‘Essex Crystal’ is a trade name given to a very specific form of glyptography (the art of gemstone carving) called a reverse intaglio. Essex crystal became popular in the mid 1800s and remained in demand until the early 1900s, where poorly made imitations in glass and plastic saturated the market.
Usually crafted using a dome of rock crystal, which is engraved on the flat back/ reverse before being painstakingly detailed with oil paints, so that when it is flipped over you see a beautiful 3D painting floating in the crystal cabochon. This differs from the traditional intaglio technique which utilises a variety of natural hardstones and is carved on the same side it is intended to be viewed.
A way to test the quality and age of your Essex crystal is firstly by the materials used, the more expensive examples are deeply carved and backed with gold foil and mother of pearl, whereas cheaper imitations may have the design merely painted onto the backing, with the crystal (or glass) merely acting as a quasi magnifying glass.
Confusingly the name Essex crystal stems from a centuries old misunderstanding.
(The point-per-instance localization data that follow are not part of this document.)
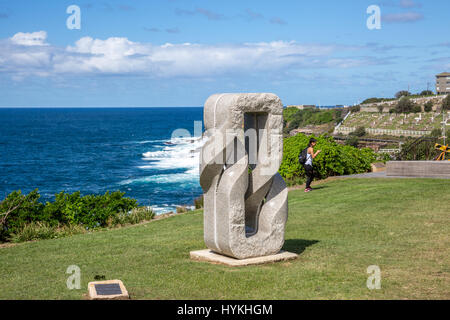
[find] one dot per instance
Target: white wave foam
(181, 153)
(164, 178)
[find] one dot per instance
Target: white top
(308, 159)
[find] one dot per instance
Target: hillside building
(443, 83)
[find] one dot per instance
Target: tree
(403, 93)
(427, 93)
(428, 106)
(446, 103)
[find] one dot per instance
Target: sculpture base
(215, 258)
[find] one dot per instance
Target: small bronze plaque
(108, 289)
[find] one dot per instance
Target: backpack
(302, 157)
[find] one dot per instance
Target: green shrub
(335, 159)
(43, 230)
(352, 141)
(426, 93)
(359, 132)
(404, 105)
(416, 109)
(446, 103)
(182, 209)
(91, 211)
(18, 212)
(403, 93)
(18, 209)
(198, 202)
(135, 216)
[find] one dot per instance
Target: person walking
(310, 155)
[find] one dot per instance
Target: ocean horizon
(99, 149)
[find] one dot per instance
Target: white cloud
(29, 54)
(30, 39)
(402, 17)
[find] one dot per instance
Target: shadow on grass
(319, 187)
(298, 245)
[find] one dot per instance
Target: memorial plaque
(108, 289)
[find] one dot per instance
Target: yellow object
(444, 149)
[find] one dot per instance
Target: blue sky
(178, 52)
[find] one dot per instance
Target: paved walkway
(384, 175)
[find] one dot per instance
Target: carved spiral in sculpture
(245, 199)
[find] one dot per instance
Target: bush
(135, 216)
(352, 141)
(404, 105)
(182, 209)
(18, 211)
(427, 93)
(198, 202)
(359, 132)
(417, 109)
(334, 160)
(43, 230)
(355, 109)
(403, 93)
(446, 103)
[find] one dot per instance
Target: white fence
(389, 132)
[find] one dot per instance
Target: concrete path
(384, 175)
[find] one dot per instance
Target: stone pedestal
(215, 258)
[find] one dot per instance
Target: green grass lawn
(340, 229)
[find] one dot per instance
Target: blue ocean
(94, 150)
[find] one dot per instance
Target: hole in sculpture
(254, 129)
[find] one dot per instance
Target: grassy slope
(401, 225)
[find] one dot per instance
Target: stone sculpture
(245, 198)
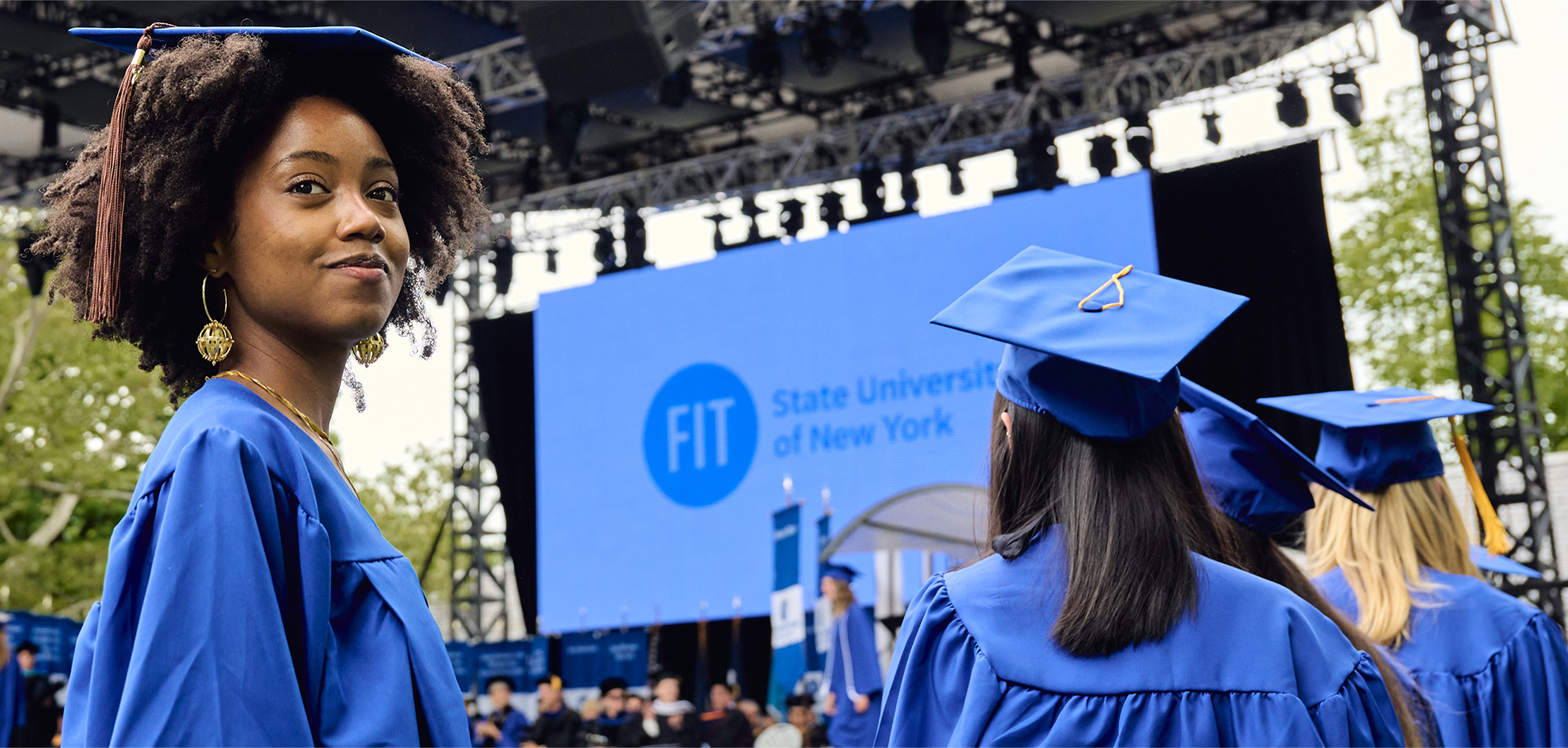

This technique was actually first perfected in England by Thomas Cook, who was influenced by Belgium gemstone carver Pradier, and then later succeeded by his own talented apprentice, Thomas Bean. However, around the same time there was a famed miniaturist to Queen Victoria, named William Essex. It appears that the public saw such wonderous miniature works and assumed it could come from no other person than the celebrated Essex, and so the name Essex crystal was born, despite it having nothing to do with Essex at all!
These are collectible pieces still treasured today, often depicting hunting memorabilia, nautical motifs or flora and fauna. Fine examples may be housed in elaborate settings whilst some simpler designs can be found in a timeless closed back collet.